What is happening today is threatening Syria with its secular heritage and historic religious coexistence. Syria has never threatened the United States or any other country. However, Syria has been the victim of the “ideological enmity” of pro-Israel members of Congress supporting Israel’s refusal to end occupation of the Golan Heights and its continuous rejection of Syria’s calls for comprehensive and just peace.
Ms. Rice knows from the experience of her fellow citizens that nations do not surrender to injustice. Her people have fought racism until they achieved equality and dignity. The people of the Middle East have struggled through history against aggression and occupation, and will continue struggling until freedom, justice and dignity are achieved. The United States will be right only if it assured us that our region will be more stable and democratic and that our children will no longer have to worry about occupying forces, racist discrimination, or bullets targeting their bodies while at their school chairs at UNRWA. There is no doubt that Ms. Rice recognizes the great difference between the reports she receives from pro-Israeli think-tanks, seeing nothing in the Middle East except for resources susceptible to subtraction, and unarmed people vulnerable to occupation or oppression, and the reality of the people’s long history of building civilizations and proselytizing peace and freedom.

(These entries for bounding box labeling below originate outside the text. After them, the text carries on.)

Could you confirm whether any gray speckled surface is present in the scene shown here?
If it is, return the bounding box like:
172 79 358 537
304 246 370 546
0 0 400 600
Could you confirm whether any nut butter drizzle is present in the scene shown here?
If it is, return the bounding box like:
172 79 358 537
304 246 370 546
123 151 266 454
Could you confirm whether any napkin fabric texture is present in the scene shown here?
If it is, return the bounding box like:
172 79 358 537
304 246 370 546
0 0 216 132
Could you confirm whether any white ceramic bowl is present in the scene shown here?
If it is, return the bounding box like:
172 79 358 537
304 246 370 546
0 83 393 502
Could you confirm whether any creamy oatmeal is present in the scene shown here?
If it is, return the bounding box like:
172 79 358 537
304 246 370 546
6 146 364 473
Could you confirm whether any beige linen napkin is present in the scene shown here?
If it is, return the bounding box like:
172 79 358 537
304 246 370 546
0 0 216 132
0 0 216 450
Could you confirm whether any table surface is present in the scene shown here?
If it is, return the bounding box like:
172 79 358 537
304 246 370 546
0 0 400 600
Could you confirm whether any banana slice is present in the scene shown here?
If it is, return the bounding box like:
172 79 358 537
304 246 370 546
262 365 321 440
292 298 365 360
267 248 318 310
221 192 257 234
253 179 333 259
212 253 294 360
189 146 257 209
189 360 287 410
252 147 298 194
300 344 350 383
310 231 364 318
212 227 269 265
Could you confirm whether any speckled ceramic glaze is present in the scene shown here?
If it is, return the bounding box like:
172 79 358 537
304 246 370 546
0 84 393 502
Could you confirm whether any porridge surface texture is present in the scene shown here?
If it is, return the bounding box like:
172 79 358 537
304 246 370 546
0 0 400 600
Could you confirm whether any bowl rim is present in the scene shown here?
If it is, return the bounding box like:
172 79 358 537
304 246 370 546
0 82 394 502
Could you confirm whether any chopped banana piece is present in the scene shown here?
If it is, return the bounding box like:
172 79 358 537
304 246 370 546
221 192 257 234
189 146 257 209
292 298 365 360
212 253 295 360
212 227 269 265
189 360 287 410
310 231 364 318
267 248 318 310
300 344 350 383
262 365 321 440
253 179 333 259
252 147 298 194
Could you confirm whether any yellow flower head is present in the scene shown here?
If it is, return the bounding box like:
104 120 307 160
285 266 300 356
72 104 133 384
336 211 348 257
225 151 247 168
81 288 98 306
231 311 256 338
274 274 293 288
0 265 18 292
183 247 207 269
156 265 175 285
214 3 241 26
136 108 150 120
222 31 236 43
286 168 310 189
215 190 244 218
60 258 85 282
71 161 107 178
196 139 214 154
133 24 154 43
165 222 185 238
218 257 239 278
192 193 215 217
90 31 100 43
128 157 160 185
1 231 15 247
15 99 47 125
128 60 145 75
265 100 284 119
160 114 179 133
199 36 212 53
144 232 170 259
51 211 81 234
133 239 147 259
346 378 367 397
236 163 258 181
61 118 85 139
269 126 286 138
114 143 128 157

The new kind of Middle East that Washington promises to build is unsettling because it does not refer to ending occupation, or mention international legitimacy, justice, dignity or people’s rights. Just as you, Secretary Rice, want a safe future for your children, we too want a safe future for ours. We want a future where they enjoy freedom, dignity and equality. This is possible to achieve today and it only requires abiding by one rightful demand: ending all kinds of occupation, settlement, discrimination and hatred against Arabs and Muslims.